The factionless man sneers. His yellow, uneven teeth glow against his face smeared with mud. "Lost cause?" He asks. "Get used to it now that you're factionless." He lowers the knife with the smallest smile. "Follow me."

"Why should I?"

"Because I have a knife." There's a certain humor in everything he does despite the desperation of the situation. I'm sure he was born Dauntless or Candor. I start towards him, and we tread through the shadows of Chicago.

We walk in a silence that only allows you to hear the pattering rain and crunch of pebbles. "You looked terrified for a moment back there," I pipe up, glancing at his face. He reeks of decomposition. I need to get used to that though. We arrive at a dilapidated warehouse. It stretches towards the sky, it's rusted beams becoming fingers. Concrete dust piles around the building in chunks of rock large enough to maim, and pebbles small enough to be ignored by most. 

"You'll learn that while being a part of the factionless community is safer than being alone, no one can be trusted entirely," my escort responds after our walk.

"'Factionless community'?" I murmur. He doesn't elaborate, but instead leads me through a sizable opening in one of the walls. 

Everything the factions know about the factionless is wrong.

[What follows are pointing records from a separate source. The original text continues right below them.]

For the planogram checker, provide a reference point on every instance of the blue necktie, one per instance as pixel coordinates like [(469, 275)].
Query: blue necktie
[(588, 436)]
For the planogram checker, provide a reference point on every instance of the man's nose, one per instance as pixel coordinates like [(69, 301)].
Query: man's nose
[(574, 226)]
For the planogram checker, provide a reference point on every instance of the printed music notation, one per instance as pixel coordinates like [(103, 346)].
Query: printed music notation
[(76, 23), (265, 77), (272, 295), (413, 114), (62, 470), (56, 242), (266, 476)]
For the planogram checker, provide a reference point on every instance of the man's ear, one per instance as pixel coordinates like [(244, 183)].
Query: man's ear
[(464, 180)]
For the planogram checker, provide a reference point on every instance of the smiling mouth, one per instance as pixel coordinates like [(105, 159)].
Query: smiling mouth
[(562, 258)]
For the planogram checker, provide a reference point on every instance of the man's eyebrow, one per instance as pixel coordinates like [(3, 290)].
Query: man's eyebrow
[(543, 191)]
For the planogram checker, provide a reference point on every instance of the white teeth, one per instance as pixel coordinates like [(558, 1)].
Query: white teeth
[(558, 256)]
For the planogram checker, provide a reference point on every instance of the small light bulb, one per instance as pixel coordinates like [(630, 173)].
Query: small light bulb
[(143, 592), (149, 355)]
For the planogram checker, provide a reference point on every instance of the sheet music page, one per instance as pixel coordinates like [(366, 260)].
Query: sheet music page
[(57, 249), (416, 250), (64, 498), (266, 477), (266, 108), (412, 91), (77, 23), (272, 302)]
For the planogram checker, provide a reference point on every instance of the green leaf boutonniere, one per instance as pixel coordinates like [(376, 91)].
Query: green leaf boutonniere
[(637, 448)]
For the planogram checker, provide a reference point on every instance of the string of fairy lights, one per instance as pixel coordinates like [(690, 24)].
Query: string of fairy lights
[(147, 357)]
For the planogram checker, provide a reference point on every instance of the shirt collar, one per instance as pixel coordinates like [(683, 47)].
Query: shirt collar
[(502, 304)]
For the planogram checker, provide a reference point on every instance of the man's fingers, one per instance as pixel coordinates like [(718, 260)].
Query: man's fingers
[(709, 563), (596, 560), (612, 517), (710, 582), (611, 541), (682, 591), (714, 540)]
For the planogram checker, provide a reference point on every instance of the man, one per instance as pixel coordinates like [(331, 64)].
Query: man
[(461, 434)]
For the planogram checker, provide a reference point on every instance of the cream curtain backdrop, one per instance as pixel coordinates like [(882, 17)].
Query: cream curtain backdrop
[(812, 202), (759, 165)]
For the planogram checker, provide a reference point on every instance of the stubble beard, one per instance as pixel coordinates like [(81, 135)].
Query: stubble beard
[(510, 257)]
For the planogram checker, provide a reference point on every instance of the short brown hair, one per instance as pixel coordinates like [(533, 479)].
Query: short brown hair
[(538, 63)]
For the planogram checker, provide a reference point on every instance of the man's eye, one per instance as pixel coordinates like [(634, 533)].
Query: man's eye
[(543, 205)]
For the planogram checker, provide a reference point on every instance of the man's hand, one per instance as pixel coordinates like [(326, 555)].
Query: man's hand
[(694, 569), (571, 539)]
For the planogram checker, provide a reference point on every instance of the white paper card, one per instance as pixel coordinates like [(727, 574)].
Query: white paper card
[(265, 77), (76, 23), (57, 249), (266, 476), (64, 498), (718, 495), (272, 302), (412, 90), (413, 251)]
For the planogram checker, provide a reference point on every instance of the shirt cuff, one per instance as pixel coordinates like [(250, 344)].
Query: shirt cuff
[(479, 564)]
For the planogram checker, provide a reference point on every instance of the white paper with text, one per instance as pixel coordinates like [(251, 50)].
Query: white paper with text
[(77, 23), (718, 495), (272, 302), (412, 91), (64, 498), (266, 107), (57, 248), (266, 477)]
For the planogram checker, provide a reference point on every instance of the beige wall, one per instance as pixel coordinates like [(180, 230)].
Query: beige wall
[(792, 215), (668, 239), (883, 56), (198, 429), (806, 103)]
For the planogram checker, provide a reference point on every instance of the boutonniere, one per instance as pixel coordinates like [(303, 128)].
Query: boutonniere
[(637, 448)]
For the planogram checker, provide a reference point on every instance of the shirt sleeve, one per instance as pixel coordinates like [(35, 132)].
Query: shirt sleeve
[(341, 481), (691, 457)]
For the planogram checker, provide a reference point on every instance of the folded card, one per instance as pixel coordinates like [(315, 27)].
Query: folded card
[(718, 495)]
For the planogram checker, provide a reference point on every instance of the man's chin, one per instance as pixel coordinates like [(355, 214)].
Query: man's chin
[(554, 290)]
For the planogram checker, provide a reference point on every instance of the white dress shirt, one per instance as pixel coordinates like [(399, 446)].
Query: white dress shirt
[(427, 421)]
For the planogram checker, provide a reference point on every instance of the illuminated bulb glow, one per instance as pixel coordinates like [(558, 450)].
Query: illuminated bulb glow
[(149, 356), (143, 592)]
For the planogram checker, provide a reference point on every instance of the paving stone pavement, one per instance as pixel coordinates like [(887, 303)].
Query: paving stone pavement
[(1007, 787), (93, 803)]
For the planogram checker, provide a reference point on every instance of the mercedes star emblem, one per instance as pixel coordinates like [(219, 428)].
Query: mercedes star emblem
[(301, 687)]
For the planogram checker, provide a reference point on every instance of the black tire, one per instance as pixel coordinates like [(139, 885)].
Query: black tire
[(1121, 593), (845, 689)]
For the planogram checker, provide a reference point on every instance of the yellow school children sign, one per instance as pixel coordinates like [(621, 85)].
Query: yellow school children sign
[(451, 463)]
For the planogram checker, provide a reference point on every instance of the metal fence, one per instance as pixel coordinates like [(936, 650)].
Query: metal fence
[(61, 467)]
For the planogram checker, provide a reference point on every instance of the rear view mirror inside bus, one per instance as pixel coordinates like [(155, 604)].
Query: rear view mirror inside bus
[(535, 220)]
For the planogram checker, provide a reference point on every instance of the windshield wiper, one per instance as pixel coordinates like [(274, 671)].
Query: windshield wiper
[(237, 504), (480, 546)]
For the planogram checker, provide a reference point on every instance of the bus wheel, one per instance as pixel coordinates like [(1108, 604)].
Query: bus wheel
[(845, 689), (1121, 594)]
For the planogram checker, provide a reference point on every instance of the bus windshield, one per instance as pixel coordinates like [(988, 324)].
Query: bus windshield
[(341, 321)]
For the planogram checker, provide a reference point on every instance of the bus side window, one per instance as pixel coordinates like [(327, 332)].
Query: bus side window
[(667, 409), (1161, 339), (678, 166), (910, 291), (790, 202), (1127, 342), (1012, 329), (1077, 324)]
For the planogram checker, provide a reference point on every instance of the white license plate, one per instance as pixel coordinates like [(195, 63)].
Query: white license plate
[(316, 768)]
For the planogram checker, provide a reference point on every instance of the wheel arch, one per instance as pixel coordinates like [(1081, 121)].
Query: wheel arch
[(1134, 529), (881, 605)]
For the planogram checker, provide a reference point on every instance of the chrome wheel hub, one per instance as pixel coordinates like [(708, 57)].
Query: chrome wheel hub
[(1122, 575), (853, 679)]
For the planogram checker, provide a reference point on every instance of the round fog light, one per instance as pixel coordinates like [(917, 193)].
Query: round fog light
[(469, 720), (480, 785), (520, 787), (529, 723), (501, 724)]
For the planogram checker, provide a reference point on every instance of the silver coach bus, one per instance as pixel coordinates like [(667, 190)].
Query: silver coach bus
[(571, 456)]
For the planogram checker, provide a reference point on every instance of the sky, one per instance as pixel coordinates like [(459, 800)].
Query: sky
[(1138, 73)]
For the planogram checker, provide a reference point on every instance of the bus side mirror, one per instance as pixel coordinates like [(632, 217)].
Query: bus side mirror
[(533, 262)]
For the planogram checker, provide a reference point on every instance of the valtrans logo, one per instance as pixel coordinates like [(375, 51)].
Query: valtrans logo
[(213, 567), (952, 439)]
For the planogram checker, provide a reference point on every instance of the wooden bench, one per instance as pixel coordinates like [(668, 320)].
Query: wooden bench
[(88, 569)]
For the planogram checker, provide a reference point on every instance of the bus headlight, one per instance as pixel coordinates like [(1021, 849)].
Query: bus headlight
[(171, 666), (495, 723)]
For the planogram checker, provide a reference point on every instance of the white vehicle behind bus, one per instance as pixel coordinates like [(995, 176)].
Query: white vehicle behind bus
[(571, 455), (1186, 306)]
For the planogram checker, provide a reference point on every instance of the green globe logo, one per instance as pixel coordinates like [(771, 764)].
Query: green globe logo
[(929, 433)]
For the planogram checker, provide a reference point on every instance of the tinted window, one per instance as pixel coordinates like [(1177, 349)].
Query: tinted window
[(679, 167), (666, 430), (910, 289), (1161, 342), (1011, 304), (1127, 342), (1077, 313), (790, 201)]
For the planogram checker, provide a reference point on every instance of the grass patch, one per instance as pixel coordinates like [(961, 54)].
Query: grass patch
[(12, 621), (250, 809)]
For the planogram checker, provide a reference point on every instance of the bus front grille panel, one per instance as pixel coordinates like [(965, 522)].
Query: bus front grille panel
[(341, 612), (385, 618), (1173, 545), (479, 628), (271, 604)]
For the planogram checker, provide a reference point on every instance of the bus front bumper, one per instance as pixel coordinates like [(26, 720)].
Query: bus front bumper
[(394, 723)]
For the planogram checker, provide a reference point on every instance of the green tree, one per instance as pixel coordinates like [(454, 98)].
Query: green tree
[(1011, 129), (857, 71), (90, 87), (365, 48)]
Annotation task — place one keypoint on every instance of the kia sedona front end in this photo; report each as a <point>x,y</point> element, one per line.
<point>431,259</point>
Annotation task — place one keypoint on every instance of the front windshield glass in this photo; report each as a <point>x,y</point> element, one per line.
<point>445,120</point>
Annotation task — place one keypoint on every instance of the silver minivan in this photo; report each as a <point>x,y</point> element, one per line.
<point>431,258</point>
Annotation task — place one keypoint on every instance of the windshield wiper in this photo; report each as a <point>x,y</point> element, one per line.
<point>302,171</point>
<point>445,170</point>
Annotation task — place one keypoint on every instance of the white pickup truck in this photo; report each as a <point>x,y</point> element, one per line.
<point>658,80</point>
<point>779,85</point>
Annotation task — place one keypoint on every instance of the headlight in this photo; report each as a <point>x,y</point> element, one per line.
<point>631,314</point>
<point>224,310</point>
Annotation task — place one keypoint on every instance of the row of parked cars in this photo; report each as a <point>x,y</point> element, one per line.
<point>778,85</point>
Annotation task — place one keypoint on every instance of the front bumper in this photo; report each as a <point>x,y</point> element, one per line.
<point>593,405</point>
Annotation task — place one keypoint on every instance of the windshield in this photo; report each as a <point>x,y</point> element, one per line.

In faction school, you learn that by becoming factionless, you are outcasted from society; without community and all alone in surviving within the wall. Rather the factionless are an entire body. The people everyone believed were alone, actually banded together to form an unofficial faction. Hundreds of rooms deck the warehouse interior; each one acting as an apartment for a small group of individuals. In the dim lighting and old structure, the area does seem uncleanly and disorganized. Yet, there are people all about utilizing learned trades- Some mold scraps of metal to form necessities. Others knit and stitch patches of cloth to form clothing. Within the hoards of unfailing "failures" is a myriad of familiar colors- red, yellow, blue, white, grey and black- decorate the scene. People wear whatever they can. There are no standards as to what they can and cannot do. The factionless are free. Those who we thought could not do anything useful for society have created their own in which they can be successful.
Amazing.

Despite the hollering voices and screech of mechanics, the man's hack is loud and clear. "You'll get tired of it pretty quickly. Follow me, Jordan." It suddenly occurs to me that I don't know his name.

"What's your name?" 

"Jake." We head to what at first seems like nowhere at all. Jake makes so many turns among the maze of bodies that it's difficult to figure out where we're going. Then, like curtains falling away to reveal a stage, the factionless part to reveal a woman. She's quite beautiful actually. Her hair, the color of fertile, rich soil hangs down her back. Freckles dot her face and arms. Somehow while the people around her appear so filthy, she remains nearly spotless in comparison. Yet, she's short and scrawny from a lack of nutrition. Her icy blue eyes bring not a sense of coldness, but a chilly demeanor, and contrast to her warmer physical attributes. Age and adversity has made her bear a completely different self. But, I can still recognize her: Evelyn Eaton.